European Journal of Nuclear Medicine and Molecular Imaging ( IF 9.1 ) Pub Date : 2024-02-08 , DOI: 10.1007/s00259-024-06626-9 Lifang Liu , Jiawei Zhong , Ziqi Zhang , Xiaoting Ye , Xinlu Wang , Shaoyu Liu , Zhanwen Zhang
Purpose
Fibroblast-activated protein (FAP) is highly expressed in cancer-associated fibroblasts (CAFs) of many solid cancers, but low or absent in normal tissues. Our study aimed to develop a novel FAP-specific tracer, namely [18F]FAP-2286, and evaluated its performance in comparison with well-established agents such as [18F]FAPI-42 and [68Ga]Ga-FAP-2286 in preclinical research, as well as 2-[18F]FDG in pilot clinical study.
Methods
[18F]FAP-2286 was manually synthesized in accordance with Good Manufacturing Practice (GMP). Subsequent investigations encompassed cell uptake, competitive binding affinity, internalization and efflux assays using HT-1080hFAP cell lines. PET imaging and biodistribution studies were conducted in HEK-293ThFAP, A549hFAP, HT-1080hFAP tumor-bearing mice as well as HEK-293T, A549 and HT-1080 control groups. Furthermore, clinical evaluation of [18F]FAP-2286 was performed in fifteen patients with various cancers compared to 2-[18F]FDG PET.
Results
The radiolabeling yield of [18F]FAP-2286 was 30.53 ± 5.20%, with a radiochemical purity exceeding 97%. In cell assays, [18F]FAP-2286 showed specific uptake, high internalization fraction and low cellular efflux.
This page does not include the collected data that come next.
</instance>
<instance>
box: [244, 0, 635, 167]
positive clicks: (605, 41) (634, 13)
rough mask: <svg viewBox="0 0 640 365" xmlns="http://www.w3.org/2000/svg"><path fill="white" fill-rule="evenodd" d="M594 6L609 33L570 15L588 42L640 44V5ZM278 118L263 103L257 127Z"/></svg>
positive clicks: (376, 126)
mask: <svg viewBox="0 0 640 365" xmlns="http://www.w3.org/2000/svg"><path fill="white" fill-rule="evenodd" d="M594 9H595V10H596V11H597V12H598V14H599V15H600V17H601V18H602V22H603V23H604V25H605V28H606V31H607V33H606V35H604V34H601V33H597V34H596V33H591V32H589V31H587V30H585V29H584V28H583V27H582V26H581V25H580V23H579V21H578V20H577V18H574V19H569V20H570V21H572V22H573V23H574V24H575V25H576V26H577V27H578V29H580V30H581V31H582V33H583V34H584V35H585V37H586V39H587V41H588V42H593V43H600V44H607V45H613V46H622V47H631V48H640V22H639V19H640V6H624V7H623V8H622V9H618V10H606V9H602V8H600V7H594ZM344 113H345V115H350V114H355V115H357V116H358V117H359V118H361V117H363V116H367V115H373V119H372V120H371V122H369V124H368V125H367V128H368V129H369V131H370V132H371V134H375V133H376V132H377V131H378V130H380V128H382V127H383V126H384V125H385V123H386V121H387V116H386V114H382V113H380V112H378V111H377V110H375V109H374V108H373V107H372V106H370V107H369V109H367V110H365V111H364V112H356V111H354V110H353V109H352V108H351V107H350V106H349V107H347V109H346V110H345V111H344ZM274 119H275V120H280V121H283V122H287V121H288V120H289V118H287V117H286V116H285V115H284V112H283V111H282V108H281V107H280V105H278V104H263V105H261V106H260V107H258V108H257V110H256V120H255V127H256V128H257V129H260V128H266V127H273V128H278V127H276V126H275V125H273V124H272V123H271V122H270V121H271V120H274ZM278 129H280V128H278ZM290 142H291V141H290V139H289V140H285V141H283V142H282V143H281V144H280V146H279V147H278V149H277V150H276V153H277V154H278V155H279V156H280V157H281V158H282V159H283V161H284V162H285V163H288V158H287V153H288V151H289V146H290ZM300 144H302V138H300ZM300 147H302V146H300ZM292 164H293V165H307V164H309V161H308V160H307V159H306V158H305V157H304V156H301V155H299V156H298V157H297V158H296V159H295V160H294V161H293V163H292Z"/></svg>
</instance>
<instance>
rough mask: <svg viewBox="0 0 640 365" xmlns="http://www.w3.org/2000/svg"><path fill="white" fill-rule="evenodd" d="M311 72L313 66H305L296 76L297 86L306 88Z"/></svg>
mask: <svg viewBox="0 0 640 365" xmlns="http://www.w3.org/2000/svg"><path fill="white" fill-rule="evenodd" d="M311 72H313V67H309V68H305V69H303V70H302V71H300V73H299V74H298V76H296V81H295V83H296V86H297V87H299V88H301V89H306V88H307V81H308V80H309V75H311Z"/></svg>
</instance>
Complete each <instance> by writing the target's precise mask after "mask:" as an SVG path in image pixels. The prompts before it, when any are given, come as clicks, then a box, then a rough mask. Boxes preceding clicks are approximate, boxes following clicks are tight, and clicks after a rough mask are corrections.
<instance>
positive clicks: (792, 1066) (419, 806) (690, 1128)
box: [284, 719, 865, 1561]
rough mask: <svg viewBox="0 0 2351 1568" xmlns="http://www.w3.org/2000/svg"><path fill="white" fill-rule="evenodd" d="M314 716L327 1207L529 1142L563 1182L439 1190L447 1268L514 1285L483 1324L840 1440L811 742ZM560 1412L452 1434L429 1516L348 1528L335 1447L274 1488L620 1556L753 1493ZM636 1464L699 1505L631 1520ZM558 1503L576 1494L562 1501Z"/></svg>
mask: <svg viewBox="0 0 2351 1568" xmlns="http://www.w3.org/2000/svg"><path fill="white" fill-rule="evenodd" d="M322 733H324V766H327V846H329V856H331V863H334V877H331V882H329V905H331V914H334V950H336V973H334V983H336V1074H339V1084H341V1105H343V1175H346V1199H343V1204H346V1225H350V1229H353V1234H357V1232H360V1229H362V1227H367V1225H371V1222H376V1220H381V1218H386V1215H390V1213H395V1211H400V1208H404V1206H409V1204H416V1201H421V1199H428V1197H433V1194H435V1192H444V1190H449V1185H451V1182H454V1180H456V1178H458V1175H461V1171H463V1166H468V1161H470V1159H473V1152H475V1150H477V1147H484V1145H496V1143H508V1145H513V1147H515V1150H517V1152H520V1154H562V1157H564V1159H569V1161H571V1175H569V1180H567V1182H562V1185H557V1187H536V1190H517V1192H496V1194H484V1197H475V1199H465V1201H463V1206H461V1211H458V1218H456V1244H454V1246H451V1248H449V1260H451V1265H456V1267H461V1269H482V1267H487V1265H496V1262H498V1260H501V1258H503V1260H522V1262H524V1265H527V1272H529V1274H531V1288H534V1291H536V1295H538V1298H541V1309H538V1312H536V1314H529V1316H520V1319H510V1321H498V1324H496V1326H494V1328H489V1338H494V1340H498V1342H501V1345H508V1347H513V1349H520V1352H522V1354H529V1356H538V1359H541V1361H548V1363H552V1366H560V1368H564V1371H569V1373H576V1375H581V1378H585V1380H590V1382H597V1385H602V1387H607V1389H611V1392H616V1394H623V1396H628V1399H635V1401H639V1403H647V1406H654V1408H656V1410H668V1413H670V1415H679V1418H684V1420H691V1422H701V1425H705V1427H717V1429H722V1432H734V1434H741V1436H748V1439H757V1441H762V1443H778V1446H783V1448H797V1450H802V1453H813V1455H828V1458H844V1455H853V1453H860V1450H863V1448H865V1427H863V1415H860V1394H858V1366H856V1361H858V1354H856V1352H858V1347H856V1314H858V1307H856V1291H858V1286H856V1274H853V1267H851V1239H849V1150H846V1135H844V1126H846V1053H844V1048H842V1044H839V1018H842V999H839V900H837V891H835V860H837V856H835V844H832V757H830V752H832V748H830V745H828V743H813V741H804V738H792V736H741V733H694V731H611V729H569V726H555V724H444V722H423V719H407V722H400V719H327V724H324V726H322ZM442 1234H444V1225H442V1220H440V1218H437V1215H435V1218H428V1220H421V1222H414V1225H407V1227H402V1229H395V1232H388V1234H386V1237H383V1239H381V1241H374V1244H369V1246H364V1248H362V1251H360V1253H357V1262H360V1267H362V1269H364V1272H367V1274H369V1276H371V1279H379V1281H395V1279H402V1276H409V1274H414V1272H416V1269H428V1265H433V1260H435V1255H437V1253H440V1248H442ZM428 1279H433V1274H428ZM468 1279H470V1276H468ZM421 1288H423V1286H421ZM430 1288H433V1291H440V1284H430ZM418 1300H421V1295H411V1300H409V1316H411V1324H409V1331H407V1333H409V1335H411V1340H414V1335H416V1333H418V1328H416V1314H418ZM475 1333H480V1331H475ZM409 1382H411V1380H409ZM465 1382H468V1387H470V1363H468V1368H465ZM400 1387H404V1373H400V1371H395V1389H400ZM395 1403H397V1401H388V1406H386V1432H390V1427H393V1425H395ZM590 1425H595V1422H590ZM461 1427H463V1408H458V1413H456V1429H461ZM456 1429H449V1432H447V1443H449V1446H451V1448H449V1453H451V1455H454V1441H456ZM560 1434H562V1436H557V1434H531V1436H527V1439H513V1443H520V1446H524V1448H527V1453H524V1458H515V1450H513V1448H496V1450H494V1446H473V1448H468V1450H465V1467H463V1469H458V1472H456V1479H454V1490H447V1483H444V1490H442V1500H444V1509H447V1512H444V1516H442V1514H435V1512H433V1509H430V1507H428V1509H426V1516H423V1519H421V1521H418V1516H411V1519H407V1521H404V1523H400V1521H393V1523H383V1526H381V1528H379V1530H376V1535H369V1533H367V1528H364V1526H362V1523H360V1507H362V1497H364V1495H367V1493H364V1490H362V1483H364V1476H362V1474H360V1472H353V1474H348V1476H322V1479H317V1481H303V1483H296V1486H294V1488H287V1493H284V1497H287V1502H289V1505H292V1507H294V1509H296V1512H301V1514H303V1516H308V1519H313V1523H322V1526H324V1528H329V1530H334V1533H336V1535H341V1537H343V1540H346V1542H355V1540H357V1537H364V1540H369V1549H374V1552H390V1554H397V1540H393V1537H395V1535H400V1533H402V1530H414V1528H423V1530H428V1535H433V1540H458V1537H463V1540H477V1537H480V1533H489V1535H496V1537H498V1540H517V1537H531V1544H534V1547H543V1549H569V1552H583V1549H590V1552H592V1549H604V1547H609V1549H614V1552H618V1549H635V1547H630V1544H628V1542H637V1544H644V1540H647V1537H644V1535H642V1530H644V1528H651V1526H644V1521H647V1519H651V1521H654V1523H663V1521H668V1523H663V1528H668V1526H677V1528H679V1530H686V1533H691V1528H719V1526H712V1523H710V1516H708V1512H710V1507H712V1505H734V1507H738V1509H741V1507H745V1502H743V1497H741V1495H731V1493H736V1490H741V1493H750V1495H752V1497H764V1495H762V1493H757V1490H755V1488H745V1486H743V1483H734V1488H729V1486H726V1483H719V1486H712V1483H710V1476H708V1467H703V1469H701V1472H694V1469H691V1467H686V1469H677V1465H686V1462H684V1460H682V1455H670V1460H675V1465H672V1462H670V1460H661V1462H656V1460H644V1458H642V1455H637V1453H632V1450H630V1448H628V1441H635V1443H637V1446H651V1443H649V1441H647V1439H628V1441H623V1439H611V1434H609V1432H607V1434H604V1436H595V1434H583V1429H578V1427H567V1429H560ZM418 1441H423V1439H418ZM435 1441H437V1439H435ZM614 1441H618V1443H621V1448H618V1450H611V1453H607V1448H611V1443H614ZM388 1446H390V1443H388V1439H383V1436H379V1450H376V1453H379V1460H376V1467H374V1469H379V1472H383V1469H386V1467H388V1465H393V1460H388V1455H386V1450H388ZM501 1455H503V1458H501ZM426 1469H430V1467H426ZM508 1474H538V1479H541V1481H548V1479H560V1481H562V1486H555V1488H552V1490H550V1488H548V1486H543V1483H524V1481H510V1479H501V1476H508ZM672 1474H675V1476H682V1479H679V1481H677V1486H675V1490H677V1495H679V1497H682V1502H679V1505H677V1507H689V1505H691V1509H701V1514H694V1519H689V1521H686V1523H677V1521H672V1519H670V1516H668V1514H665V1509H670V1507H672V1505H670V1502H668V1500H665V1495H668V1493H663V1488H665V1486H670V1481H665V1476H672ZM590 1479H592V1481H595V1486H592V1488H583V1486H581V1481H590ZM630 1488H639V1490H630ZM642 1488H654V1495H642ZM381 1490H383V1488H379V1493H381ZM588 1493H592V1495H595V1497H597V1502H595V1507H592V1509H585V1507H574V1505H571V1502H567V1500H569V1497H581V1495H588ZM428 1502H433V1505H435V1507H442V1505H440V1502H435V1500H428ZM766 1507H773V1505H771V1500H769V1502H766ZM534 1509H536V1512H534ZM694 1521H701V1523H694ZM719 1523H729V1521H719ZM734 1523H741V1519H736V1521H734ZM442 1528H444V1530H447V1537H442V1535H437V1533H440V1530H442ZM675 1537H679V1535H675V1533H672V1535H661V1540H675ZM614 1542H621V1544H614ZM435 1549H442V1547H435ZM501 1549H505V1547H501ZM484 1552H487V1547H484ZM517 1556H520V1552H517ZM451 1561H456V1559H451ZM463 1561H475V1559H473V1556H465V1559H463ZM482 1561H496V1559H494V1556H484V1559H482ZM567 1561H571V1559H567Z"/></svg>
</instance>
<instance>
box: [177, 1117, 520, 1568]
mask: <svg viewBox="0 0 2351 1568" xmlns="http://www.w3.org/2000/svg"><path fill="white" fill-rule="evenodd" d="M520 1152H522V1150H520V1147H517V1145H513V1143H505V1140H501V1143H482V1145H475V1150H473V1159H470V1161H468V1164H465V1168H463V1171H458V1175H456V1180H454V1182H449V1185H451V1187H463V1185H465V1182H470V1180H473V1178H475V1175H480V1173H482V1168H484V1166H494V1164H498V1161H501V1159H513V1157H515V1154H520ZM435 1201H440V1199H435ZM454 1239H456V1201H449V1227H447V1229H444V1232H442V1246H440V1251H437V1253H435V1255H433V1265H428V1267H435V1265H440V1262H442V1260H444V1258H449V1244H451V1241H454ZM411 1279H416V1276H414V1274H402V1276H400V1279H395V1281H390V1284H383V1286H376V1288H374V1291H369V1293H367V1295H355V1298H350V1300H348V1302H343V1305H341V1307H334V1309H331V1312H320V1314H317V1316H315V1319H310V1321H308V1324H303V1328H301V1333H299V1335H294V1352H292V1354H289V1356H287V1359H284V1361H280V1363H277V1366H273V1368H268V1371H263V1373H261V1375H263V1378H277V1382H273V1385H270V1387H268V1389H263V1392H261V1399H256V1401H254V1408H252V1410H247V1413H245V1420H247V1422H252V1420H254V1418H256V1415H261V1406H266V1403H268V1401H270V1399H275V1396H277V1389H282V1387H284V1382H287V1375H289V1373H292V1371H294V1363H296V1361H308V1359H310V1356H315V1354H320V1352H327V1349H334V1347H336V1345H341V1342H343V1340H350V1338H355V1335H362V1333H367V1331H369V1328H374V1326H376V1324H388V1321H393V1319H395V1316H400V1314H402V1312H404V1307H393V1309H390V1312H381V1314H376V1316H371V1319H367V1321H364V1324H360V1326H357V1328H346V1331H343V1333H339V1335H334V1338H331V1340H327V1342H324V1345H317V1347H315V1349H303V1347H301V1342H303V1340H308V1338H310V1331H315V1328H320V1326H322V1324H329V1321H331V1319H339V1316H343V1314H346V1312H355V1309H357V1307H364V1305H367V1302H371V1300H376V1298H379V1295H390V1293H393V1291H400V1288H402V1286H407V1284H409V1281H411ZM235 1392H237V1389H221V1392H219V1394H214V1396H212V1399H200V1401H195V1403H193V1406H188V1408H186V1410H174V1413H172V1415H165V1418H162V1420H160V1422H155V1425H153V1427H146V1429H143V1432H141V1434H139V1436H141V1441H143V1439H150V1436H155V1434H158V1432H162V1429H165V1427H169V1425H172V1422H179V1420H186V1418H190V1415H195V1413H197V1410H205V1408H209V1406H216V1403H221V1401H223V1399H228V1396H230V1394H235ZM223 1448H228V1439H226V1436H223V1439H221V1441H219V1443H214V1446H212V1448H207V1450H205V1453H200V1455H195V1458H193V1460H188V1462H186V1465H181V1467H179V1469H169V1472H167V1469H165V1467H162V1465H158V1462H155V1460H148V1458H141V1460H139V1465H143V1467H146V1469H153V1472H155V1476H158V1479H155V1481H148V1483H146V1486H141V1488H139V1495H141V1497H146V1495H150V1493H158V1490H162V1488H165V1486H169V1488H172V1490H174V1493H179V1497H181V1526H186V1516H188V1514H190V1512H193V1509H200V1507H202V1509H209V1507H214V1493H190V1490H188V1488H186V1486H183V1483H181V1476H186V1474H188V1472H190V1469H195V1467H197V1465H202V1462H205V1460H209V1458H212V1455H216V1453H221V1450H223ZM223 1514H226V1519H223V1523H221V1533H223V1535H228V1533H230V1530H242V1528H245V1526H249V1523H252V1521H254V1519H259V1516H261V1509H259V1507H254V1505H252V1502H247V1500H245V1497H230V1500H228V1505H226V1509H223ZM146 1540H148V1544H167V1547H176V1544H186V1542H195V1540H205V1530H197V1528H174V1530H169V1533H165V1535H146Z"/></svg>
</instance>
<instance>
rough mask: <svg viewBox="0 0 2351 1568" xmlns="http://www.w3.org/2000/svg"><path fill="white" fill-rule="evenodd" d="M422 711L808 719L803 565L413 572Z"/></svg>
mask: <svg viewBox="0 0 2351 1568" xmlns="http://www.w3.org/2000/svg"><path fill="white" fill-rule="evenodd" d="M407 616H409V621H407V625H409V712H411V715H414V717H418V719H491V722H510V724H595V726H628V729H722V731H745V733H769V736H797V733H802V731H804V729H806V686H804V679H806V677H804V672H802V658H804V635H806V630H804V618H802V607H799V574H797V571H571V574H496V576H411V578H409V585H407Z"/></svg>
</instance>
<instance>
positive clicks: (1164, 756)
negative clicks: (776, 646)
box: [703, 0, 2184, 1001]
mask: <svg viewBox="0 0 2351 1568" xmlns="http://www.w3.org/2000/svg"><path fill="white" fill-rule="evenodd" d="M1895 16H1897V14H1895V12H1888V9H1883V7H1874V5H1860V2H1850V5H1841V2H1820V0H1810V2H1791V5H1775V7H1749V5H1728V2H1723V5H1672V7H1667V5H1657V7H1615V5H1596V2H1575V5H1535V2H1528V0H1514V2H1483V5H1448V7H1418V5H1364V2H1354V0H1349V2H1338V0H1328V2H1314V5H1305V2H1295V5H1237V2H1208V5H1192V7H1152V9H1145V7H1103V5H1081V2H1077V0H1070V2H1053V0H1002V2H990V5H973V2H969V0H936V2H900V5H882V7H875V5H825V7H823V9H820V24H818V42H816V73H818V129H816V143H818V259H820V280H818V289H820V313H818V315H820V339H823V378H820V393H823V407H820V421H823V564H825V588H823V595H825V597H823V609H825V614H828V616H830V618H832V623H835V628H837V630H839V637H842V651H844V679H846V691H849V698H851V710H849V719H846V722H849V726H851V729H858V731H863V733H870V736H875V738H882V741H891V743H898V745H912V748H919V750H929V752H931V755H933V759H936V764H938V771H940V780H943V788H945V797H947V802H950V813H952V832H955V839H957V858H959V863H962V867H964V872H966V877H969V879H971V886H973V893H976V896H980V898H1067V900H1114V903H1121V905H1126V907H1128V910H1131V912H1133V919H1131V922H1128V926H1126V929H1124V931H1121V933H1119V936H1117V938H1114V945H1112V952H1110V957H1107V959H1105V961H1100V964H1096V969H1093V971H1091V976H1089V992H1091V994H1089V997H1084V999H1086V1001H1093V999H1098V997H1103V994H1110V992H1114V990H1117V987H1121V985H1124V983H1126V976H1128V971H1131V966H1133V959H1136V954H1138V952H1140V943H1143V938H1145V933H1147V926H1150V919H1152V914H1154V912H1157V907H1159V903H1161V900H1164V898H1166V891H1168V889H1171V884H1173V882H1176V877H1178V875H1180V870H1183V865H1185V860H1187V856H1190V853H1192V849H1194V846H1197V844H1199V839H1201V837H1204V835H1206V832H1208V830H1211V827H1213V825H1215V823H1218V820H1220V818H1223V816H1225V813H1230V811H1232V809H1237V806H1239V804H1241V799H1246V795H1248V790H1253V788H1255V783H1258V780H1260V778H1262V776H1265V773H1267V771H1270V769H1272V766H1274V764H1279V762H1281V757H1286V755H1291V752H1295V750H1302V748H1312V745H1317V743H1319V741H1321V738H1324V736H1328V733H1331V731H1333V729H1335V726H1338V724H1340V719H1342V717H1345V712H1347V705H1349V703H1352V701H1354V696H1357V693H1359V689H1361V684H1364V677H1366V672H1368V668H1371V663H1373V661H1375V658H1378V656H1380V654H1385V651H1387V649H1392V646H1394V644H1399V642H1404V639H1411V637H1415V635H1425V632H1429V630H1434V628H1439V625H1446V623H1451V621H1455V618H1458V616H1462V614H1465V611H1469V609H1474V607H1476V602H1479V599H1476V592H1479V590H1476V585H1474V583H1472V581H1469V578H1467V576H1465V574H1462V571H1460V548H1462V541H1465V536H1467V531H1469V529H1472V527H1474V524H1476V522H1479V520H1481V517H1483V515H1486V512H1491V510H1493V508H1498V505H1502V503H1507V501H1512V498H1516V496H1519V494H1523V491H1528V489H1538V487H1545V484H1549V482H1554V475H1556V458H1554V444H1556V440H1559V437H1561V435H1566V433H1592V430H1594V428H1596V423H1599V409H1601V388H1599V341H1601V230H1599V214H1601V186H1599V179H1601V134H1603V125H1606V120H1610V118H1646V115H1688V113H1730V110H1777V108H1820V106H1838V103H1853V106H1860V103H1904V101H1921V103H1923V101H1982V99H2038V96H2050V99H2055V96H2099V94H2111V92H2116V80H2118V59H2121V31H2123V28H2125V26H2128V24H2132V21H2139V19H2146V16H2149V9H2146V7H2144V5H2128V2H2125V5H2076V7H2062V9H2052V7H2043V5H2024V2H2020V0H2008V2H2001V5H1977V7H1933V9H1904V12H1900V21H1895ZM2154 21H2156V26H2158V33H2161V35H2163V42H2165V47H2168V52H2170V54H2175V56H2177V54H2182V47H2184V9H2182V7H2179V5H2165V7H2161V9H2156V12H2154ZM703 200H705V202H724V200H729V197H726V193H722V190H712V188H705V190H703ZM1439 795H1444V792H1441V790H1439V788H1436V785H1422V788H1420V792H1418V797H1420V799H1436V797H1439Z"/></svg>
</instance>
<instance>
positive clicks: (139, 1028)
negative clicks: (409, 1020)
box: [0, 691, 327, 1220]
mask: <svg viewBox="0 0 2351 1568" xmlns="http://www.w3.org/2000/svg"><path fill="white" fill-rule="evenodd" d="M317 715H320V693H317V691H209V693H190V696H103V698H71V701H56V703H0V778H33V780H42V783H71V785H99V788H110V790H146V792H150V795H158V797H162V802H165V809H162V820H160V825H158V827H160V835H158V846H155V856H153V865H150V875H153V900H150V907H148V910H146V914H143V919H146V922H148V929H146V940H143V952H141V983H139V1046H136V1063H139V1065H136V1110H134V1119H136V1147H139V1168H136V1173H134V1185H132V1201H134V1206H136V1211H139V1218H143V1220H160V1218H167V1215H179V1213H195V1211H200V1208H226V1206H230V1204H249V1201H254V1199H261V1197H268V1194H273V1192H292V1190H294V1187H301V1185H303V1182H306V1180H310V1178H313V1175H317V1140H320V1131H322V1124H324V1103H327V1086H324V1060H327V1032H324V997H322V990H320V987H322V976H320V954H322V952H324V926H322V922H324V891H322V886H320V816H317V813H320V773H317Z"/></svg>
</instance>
Rapid tumor uptake and satisfactory tumor retention was observed on micro-PET imaging and cancer patients. Meanwhile, the clinical research demonstrated that [18F]FAP-2286 may represent an alternative for low glucose-metabolism malignant tumors PET imaging such as gastric cancers.
Conclusion
[18F]FAP-2286 showed superior imaging quality including rapid and high target uptake and satisfactory retention in both tumor-bearing mice and cancer patients. It may emerge as a promising candidate for early or delayed phase imaging and 2-[18F]FDG non-avid cancers PET scan.
中文翻译:
[18F]FAP-2286的临床前研究和首次人体成像,以及与2-[18F]FDG PET/CT在各种癌症患者中的比较
目的
成纤维细胞激活蛋白(FAP)在许多实体癌的癌症相关成纤维细胞(CAF)中高表达,但在正常组织中低表达或不表达。我们的研究旨在开发一种新型 FAP 特异性示踪剂,即 [ 18 F]FAP-2286,并与 [ 18 F]FAPI-42 和 [ 68 Ga]Ga-FAP-等成熟药物相比评估其性能。第2286章 临床前研究,以及2-[ 18 F]FDG的试点临床研究。
方法
[ 18 F]FAP-2286是根据良好生产规范(GMP)手动合成的。随后的研究包括使用 HT-1080hFAP 细胞系进行细胞摄取、竞争性结合亲和力、内化和外排测定。在 HEK-293ThFAP、A549hFAP、HT-1080hFAP 荷瘤小鼠以及 HEK-293T、A549 和 HT-1080 对照组中进行 PET 成像和生物分布研究。此外,与 2-[ 18 F]FDG PET 相比,对 15 名患有各种癌症的患者进行了 [ 18 F]FAP-2286 的临床评估。
结果
[ 18 F]FAP-2286的放射性标记产率为30.53±5.20%,放射化学纯度超过97%。在细胞测定中,[ 18 F]FAP-2286 显示出特异性摄取、高内化分数和低细胞流出。在微型 PET 成像和癌症患者中观察到快速的肿瘤摄取和令人满意的肿瘤保留。同时,临床研究表明,[ 18 F]FAP-2286可能成为胃癌等低糖代谢恶性肿瘤PET成像的替代方案。
结论
[ 18 F]FAP-2286 在荷瘤小鼠和癌症患者中显示出卓越的成像质量,包括快速且高的靶标摄取和令人满意的保留。它可能成为早期或延迟阶段成像和 2-[ 18 F]FDG 非活跃癌症 PET 扫描的有前途的候选者。